TTS streaming support

Are there any TTS engines that work in streaming mode aside from piper?

I have the latest version and with local piper streaming mode works, if there is a long answer from the LLM then assistant starts reading it before the whole output is on screen. However there is a noticeable delay/latency. That is especially annoying if the response is short (it’s of course understandable since it’s done a the local cpu).

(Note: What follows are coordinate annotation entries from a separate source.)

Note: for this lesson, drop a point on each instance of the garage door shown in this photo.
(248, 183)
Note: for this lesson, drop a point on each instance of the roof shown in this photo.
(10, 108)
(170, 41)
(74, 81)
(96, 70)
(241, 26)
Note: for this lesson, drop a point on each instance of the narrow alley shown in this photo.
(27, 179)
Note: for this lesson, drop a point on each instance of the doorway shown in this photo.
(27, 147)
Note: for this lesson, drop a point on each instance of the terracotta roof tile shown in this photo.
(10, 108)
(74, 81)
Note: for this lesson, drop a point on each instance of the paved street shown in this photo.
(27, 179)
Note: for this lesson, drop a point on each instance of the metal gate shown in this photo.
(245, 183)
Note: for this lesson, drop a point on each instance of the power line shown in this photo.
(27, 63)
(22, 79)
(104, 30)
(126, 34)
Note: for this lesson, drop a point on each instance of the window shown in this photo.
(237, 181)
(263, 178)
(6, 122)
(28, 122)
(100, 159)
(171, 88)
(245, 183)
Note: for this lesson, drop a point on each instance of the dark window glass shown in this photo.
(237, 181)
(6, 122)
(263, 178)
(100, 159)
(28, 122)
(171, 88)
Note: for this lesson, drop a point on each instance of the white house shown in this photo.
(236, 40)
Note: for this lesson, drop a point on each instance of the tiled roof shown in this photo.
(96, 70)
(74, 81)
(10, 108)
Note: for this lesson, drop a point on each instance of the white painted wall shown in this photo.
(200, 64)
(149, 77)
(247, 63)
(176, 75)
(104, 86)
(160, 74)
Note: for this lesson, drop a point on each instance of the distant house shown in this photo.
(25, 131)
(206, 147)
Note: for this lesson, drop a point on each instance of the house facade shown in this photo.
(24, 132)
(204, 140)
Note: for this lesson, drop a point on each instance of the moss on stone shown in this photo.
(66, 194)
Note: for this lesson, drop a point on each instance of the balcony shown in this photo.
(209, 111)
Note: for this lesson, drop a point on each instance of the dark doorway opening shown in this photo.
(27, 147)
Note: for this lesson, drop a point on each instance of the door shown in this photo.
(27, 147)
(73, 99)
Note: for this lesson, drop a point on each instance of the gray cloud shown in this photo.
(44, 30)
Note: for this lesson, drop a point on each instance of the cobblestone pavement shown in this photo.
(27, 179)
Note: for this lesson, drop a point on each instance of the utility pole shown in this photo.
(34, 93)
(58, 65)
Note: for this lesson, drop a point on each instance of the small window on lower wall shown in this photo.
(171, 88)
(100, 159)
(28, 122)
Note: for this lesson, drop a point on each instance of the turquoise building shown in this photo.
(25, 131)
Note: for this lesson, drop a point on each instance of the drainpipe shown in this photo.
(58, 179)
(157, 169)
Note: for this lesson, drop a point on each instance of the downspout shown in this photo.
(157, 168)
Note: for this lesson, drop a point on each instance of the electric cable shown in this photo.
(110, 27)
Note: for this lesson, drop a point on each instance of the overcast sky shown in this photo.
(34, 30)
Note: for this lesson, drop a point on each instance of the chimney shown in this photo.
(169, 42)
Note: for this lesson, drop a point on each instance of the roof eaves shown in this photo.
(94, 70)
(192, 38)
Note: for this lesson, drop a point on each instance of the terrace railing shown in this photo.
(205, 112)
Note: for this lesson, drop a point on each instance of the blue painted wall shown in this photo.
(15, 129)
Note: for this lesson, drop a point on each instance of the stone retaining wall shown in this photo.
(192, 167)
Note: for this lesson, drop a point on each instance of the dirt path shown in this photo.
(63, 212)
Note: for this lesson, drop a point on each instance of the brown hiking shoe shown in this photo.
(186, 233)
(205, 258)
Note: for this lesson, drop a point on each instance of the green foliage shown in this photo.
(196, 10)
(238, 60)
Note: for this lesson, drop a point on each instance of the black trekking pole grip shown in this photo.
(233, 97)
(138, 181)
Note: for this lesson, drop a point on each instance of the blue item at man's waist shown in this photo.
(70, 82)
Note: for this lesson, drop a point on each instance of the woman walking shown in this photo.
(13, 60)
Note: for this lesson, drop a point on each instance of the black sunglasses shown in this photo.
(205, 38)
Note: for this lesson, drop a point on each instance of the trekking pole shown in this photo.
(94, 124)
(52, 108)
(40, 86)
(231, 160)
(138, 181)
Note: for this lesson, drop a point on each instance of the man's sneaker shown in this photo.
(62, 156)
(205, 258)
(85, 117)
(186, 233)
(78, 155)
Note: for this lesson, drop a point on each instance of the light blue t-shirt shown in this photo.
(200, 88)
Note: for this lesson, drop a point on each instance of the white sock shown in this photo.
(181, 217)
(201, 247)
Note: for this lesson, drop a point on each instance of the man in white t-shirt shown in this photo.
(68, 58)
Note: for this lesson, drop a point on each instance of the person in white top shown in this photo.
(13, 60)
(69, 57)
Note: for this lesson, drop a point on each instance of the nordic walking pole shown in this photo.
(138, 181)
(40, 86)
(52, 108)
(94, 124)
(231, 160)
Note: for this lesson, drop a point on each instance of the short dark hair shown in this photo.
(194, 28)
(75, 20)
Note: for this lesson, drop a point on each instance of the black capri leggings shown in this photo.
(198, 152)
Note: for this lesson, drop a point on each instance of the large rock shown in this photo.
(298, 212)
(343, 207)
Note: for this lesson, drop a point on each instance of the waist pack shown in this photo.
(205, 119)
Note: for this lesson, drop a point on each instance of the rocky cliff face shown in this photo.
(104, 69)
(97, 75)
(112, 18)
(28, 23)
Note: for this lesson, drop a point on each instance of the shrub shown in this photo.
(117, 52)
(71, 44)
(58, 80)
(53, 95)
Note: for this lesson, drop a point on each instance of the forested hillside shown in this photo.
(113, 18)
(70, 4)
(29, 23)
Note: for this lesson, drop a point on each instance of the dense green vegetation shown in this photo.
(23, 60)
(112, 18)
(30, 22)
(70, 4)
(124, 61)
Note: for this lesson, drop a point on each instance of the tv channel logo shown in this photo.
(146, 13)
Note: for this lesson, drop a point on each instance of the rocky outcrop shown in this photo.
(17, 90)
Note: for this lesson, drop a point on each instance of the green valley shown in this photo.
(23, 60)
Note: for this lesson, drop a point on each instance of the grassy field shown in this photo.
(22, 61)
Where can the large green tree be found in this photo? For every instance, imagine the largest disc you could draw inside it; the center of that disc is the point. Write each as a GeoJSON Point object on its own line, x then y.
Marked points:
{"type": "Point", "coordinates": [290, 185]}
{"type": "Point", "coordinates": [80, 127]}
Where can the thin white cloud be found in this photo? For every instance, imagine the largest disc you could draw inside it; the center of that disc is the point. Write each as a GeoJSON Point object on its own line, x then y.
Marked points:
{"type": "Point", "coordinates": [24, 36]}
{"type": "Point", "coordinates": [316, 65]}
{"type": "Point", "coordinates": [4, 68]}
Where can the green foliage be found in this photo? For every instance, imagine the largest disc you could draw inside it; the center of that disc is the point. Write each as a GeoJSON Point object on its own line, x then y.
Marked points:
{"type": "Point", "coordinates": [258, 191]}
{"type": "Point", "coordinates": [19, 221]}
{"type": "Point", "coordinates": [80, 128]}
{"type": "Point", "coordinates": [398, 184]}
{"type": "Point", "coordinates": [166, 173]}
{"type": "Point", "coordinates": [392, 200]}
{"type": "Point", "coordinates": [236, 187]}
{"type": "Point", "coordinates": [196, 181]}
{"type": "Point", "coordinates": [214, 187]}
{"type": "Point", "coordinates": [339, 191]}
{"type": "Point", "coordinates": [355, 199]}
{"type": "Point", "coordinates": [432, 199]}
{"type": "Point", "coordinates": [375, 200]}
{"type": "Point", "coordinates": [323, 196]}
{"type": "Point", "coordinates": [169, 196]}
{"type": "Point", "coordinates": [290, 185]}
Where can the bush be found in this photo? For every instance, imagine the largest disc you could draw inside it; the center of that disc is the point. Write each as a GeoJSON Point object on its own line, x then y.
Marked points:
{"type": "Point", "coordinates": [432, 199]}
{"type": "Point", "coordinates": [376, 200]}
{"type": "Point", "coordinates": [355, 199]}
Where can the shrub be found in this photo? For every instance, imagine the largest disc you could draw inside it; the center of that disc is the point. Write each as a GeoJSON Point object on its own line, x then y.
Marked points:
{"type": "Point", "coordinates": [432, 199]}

It works much better with a GPU-accelerated piper. The slightly inconvenient part is that in assistant menu there is no easy way to tell two piper instances apart but it’s not the end of the world.

However the voice quality is not as good as some other TTS engines out there.

In particular I like Kokoro since it has a good compromise between voice quality and speed. It supports streaming if I go to it’s web interface. However when used from HA it waits until the whole output is on the screen. I’ve tried this implementation that provides a wyoming proxy to OpenAI API and this implementation that adds an integration that can be pointed towards an OpenAI API endpoint and then exposes it inside HA. In both cases it waits until the whole text is on the screen.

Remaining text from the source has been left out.